Friday, May 17, 2013

I'm bored.

So I'm going to tell you a story.  About Habersham, cause Erin's a jerk. :) I googled Habersham, cause I was pretty sure she'd just typed a bunch of letters together, and found listings of a county in Georgia. They have a winery and a farmer's market. So. Habersham Farmers' Market it is.  As a sidenote...don't google killing roosters when you're eating a chicken wrap. Just. Don't.

Nice Melons
The rooster crowed. A piercing reminder that it was time to get up and start the day.  The little asshole seemed to be waking earlier and earlier.  I had half a mind to wring it's little neck and enjoy a nice meal of fried rooster that night at the dinner table. There was little time to contemplate it's demise though, as I had to pack up crates of fruits and vegetables and haul ass to the swanky shopping center where I peddle my wares on a weekly basis. A single man running a farm does more work than a one armed paper hanger.  Though why a one armed man would go into paper hanging is beyond me.  But from 8 am to 1pm every Saturday, I sit and watch hipster douchebags and collagen filled harlots handle the literal fruits of my labor and try to talk me down from $3 a pound for strawberries while carrying purses that cost more than my pickup.

"Are these certified organic?"  If I hear that question one more time, I might scream.

I get to the market and go to my assigned booth. I glance briefly at the paper sign indicating the name of my neighbor.  I groaned as I read, "The Tea Lady." She is the absolute worst for business.  She wears flowing scarves and calls everyone darling while trying to get them to sip her swill from paper cups she crams on a plate in order to shove them in the faces of passersby. People avoid her like the plague, and their avoidance trajectory typically takes them far past the booths on either side of her. Looking around to see if I would get caught, I grabbed the sign off her table and switched it with the sign of the booth on her other side.
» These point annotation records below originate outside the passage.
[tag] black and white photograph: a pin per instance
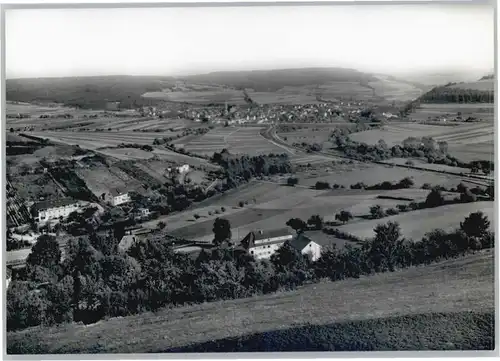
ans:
(249, 178)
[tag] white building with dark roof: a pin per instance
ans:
(263, 244)
(53, 209)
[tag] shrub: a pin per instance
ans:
(376, 212)
(322, 185)
(467, 197)
(343, 216)
(434, 198)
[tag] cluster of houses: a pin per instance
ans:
(259, 244)
(270, 113)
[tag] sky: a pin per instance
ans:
(181, 41)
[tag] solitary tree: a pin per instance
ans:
(406, 182)
(221, 230)
(45, 253)
(386, 246)
(376, 211)
(475, 225)
(292, 181)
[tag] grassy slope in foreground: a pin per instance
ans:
(453, 286)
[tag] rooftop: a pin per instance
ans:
(274, 233)
(53, 203)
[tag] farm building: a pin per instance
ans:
(119, 197)
(47, 210)
(262, 244)
(183, 169)
(306, 246)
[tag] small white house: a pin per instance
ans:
(262, 244)
(48, 210)
(119, 197)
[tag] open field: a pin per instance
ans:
(452, 286)
(394, 90)
(415, 224)
(340, 90)
(271, 205)
(220, 95)
(33, 187)
(308, 135)
(449, 111)
(245, 140)
(95, 140)
(168, 155)
(396, 133)
(483, 85)
(127, 153)
(289, 94)
(101, 179)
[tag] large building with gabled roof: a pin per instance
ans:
(262, 244)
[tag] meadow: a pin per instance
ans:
(449, 288)
(220, 95)
(101, 179)
(309, 135)
(484, 85)
(466, 142)
(415, 224)
(95, 140)
(348, 175)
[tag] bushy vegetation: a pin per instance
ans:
(87, 92)
(185, 133)
(95, 280)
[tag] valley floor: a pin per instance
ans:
(432, 306)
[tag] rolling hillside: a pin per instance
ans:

More vendors started to arrive as I attempted to make spaghetti squash look appealing. I don't understand why human beings need their produce stacked and symmetrical, but if it makes 'em buy, I'm doing it.  I was so engrossed in the placement of plums to notice that my new neighbor had started unloading. Their fruit.  And their vegetables. I realized my mistake too late to do anything about it. Hoping that the quality of their product would cause more traffic to head my way, I peered over the side of my table to get a view of their goods and noticed a figure hunched down over a crate.  I saw a ponytail of brown hair with the gold highlights associated with working outdoors, not chemical treatments, pulled through a tattered baseball hat. A long tanned neck stuck out of a ratty flannel that had certainly seen it's share of days drying in the sun. I continued to stare, taking her in as she stood.
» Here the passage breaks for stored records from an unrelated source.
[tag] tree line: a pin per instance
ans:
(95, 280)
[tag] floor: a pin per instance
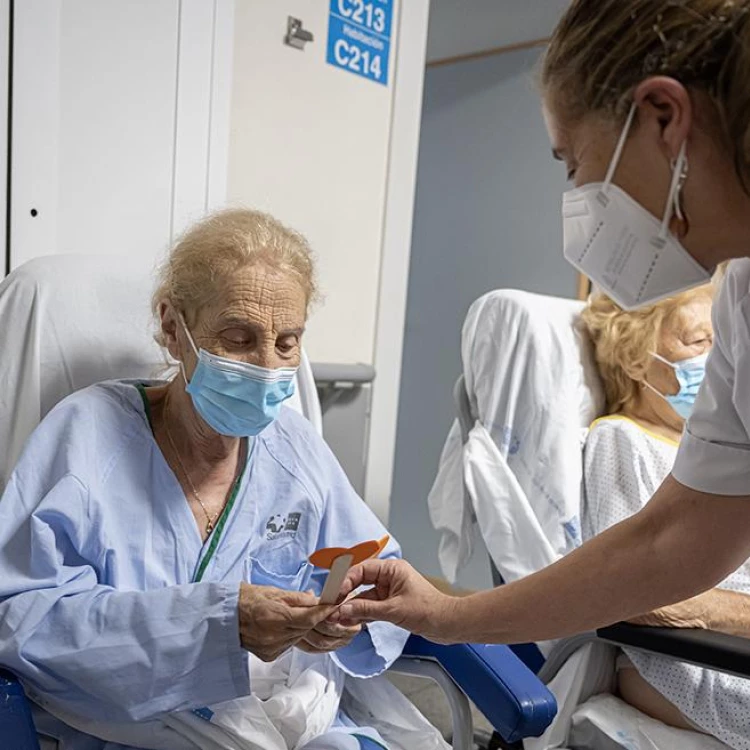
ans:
(429, 699)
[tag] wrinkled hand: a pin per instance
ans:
(692, 613)
(328, 636)
(273, 620)
(401, 596)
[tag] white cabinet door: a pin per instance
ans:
(112, 122)
(309, 144)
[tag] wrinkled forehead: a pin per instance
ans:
(257, 294)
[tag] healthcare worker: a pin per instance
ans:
(648, 104)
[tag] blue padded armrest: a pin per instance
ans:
(509, 695)
(16, 726)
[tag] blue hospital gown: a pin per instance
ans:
(112, 609)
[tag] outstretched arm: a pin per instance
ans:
(682, 543)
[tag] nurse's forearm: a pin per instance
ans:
(681, 544)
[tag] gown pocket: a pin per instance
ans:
(289, 580)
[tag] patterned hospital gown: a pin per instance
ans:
(624, 466)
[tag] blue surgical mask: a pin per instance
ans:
(690, 374)
(234, 398)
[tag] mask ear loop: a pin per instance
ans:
(679, 173)
(619, 149)
(192, 343)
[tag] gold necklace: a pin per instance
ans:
(211, 521)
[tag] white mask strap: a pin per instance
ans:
(673, 201)
(620, 146)
(650, 387)
(661, 359)
(187, 333)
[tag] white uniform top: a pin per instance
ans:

"Good God, " she said, hand flying up to her chest. "You scared me!"

"Sorry 'bout that," I answered, suddenly embarrassed and bashful now that the full force of her cornflower blue eyes hit me like a sickle bar mower knocking down an alfalfa crop. "I was just looking at your melons."
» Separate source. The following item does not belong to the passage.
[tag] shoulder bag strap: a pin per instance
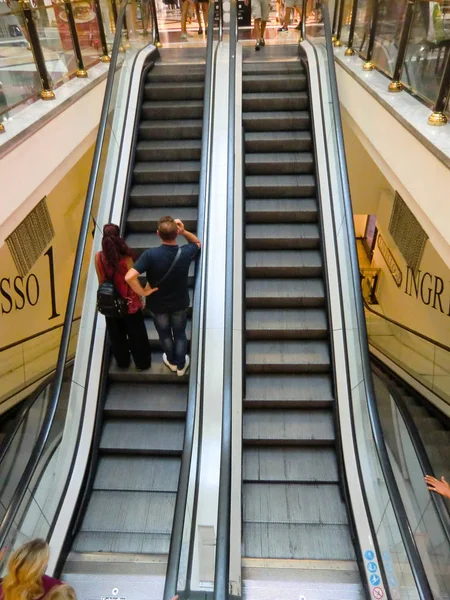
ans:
(174, 262)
Her eyes narrowed, her hand reaching up to the buttons on her shirt as I realized how that sounded. "NO! I I meant your melons.  Your MELONS.  I can never get mine to grow that big. " I pointed at a stack of watermelons the size of toddlers laying on the table. Her eyes moved towards the large fruit as her eyes crinkled, a smile turning into laughter as she realized what a ridiculous scene we had just made.

I laughed with her then introduced myself. "I'm Will."

"I'm Stephanie, " she said, reaching her hand towards me in a gesture of friendship and goodwill. Her handshake was firm and her hands calloused.

"Stephanie,"  I repeated, liking the way it felt on my tongue.  "It's a pleasure.  Tell me you like fried chicken?"